Au niveau des combats, il faut rendre hommage à l'ingéniosité et à la maîtrise de Ching Siu-Tung. Les affrontements sont parfaitement chorégraphiés, vifs et puissants (la maîtrise des acteurs aidant) avec un montage rapide (limite épileptique) mais qui laisse toutefois l'action très lisible (on ne doute pas une seconde des capacités martiales des deux protagonistes principaux). on prend compte de la maîtrise du chorégraphe en ce qui concerne la mise en scène, certains plans sont magnifiques, Ching Siu-Tung laissant aux combattants le temps de s'observer l'un l'autre, immobiles, conscient de la présence de ses acteurs vedette, il donne une dimension contemplative aux affrontements. Mais Ching Siu-Tung ne se contente pas de chorégraphier des combats hallucinants de rapidité et de beauté, il saupoudre le tout de trouvailles techniques et visuelles toutes plus folles les unes que les autres : des ninjas qui se dédoublent, qui se cachent sous terre, ou qui changent de sexe, des combattants qui disparaissent l'espace d'un instant, d'autres qui esquivent en quittant leurs vêtements etc... un vrai bonheur! Et c'est certainement pour ça que Duel to the death restera pour moi Le Wu Xia Pian par excellence : il regroupe en 1h30 tout ce qu'on peut attendre du genre : des épéistes gracieux, des samouraïs puissants, des moines shaolin droits, des ninjas fourbes, des duels en haut des falaises, des combats à 1 contre 10 dans une forêt, etc... chaque scène est un régal.

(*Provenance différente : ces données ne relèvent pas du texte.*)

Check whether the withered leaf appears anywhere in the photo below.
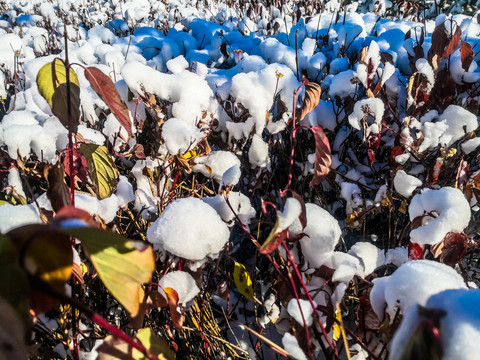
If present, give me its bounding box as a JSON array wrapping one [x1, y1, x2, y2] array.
[[310, 126, 332, 186]]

En dehors des combats (car il n'y a pas que ça non plus ^^) Ching Siu-Tung est tout aussi magistral, chaque plan est très travaillé, avec un souci du détail impressionnant. Les décors sont très beaux, voire magnifiques avec des couleurs éclatantes, on sent un véritable travail afin qu'au delà d'un film de sabre, Duel to the death soit aussi une belle oeuvre. Le tout donne au film une aura, une magie qui prend forme dès les premiers instants et qui continue pendant toute la durée du film.

Comme d'habitude, je finirai avec la musique, point assez important du film. Certain la trouveront ringarde à souhait, pour ma part, je ne pourrais pas imaginer le film sans elle, car même si elle est composée dans sa majorité au synthétiseur (ce qui la rend un peu cheap) elle colle parfaitement aux images. il suffit de voir la séquence finale pour s'en convaincre. Pas inoubliable donc, mais pas désagréable non plus...

Au final, malgré un petit faux pas de 3 minutes environ (une scène inutile où Bo vient dire au revoir à son maître, et qui tape en plein dans la comédie cantonaise dans ce qu'il y a de plus lourd et peu drôle), Duel to the death est le digne représentant de Wu Xia Pian, réussi sur tous les tableaux, aussi bien les combats que la réalisation époustouflante ou les acteurs, renversants (ce qui somme toute est assez peu fréquent dans ce genre de production). Tout y est parfait. Si vous ne devez voir qu'un seul Wu Xia Pian dans votre vie (ce qui serait dommage vu le nombre de titres de qualité dans le même genre) regardez Le Wu Xia Pian, regardez Duel to the Death.